Our Toby was always on the go, a little Energizer Bunny, and we thought he would never be a cuddler. Well, at about age 5 he decided he could be a crazy energetic pup during the day and a master lounger and cuddler at night. He will move between hubby and me on the sofas depending on who will give him more cuddles and pets. When one of us tires of rubbing and petting him we will send him to the other with a simple "go see xxxx" command and he will. On the bed he usually starts out curled in a ball at the foot of the bed in the middle but by morning we are fighting for bed space. This morning he was paws up next to me and my entire right side was numb!


----------



## sunflowerkd

I have a border collie golden mix ish .... Teddy is just starting to cuddle at 4 1/2 months. I wouldn't stress or take offense... what comes of their personality will change as they grow.. Teddy is still very independent ..


----------



## jackie_hubert

Just wait...soon enough your pup will probably not leave your lap.
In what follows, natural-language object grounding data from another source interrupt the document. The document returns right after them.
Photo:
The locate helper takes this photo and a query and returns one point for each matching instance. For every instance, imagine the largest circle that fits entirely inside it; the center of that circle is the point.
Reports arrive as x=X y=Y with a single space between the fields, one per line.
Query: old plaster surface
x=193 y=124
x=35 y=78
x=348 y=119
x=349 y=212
My first post on this forum was "aloof, non-cuddly golden". That all changed around 4.5 months. Now he's CONSTANTLY put his chin on my lap wherever I'm sitting and loves to cuddle. When he was really little he got hot really really easily so prefered to sleep off by himself on the cool floor - HATED being held. Now when he cuddles he still only does so for 10mins or so and then goes to cool off on the wood or tile.


----------



## Lilliam

Max didn't want to cuddle as a new, new puppy. Last week he started jumping on me when I'm working at home, with the laptop on my lap!!!! Now he jumps on me and falls asleep when I'm on the recliner, stretches out all the way, and falls asleep on me.


----------



## MittaBear

Chester wasn't much of a cuddler when he was younger. But he definitely likes cuddling a lot more now that he's a little older. He's still not as much of a cuddler as Misty was, but he is still a puppy and can't always sit still for too long.

I'm sure with time your puppy will want to start cuddling more.


----------